I wrote about my astonishment with these models in a previous post. Today I want to dig in a little deeper. Others have written about Deep Research as well (Andrew Maynard has a terrific post about it when it debuted) but my focus is on 9-12 education.
One caveat - if you generally restrict using AI to areas in which you have some level of expertise, it’s much easier to sense whether or not AI is making something up. I need to create more reports on topics with which I am unfamiliar and do a very detailed analysis of the veracity of those citations. It may be the case the “hallucination” rates are still too high.
My use of Deep Research reports has been generally positive. They vary considerably depending on what you ask for, but deliver solid material from which to start a research project.
I often use Claude Projects, where I have a Prompt Optimizer function, to help build the exact specifications of the Deep Research query I use. The quality of the initial prompt dramatically affects the quality of the resulting research.

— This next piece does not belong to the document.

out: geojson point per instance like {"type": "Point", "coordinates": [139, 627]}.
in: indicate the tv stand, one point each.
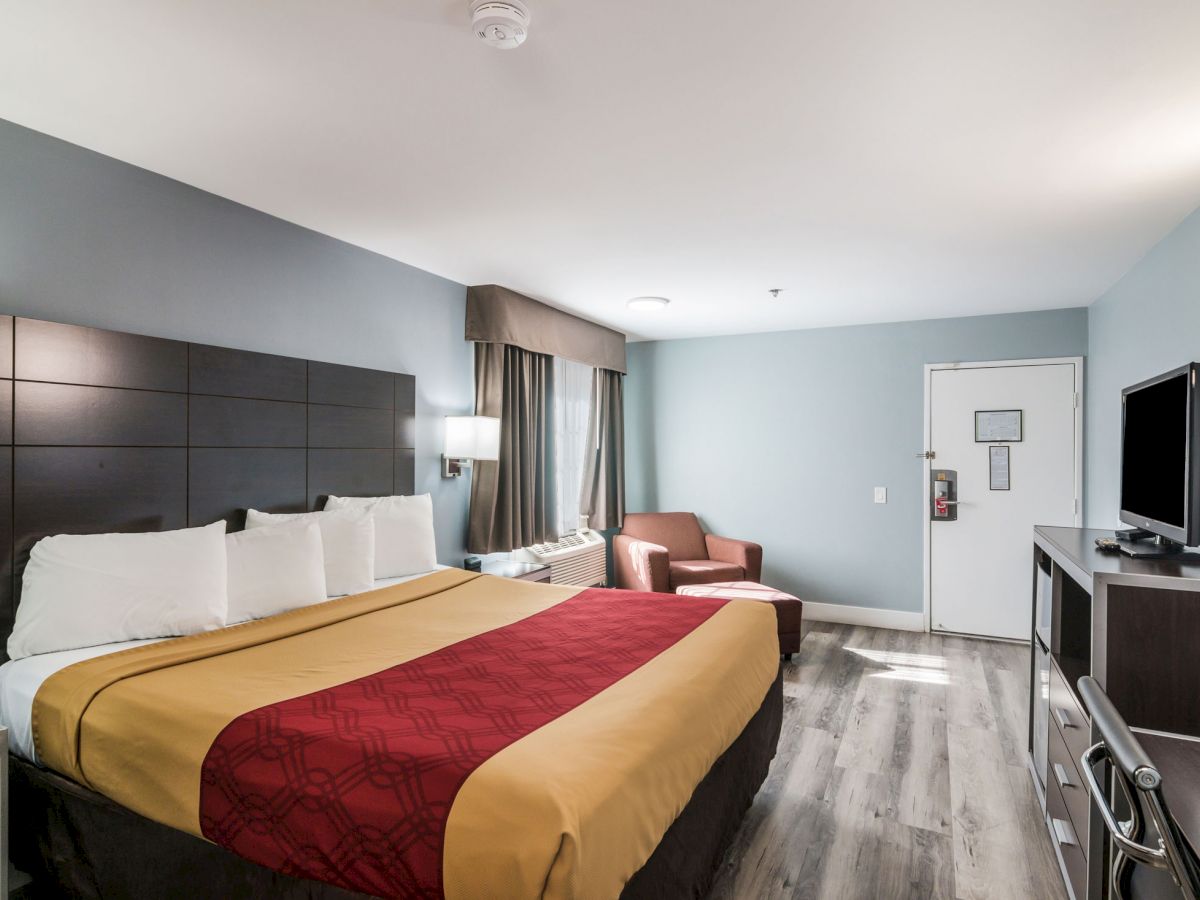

Here are sample responses from each model to the following research question: "To what extent did new military technologies used in the Mexican-American War (1846-1848) influence tactics and outcomes in the early years of the Civil War? Consider both successes and failures in your analysis." OpenAI, Google Gemini, Perplexity, Grok.
Also, Deep Research models are dependent on what’s freely accessible on the web, not behind paywalls, so Wikipedia will often be a source listed in their citations, not necessarily a bad thing, but limited. An advantage, however, is that the Deep Research report will extract the most relevant information from the page related to your question. There is a wonderful substack post by Faun Rice using a Deep Research model for a literature review and finding it seriously lacking. Andrew Maynard’s Future of Learning has an equally interesting post demonstrating how he used Deep Research to write a PhD level dissertation. I just feel like the writing is on the wall and we aren’t going to go back. It may not be able to do it yet but in 5 years or less?
Hello Steve, I want to thank you for this thoughtful and expansive essay. I am a retired AP History teacher and administrator. It has been interesting reading the veari9ous essays on AI, and seeing the many positions being taken on its use. I hope you have a productive rest of the year. All the best, Richard
I think the key here is what you encourage vis seeing the research log (though they could likely fake that too) and, crucially, including a live in-class examination/exercise to see if they actually did ANY research on their own. Otherwise, we won't necessarily know and they won't necessarily learn.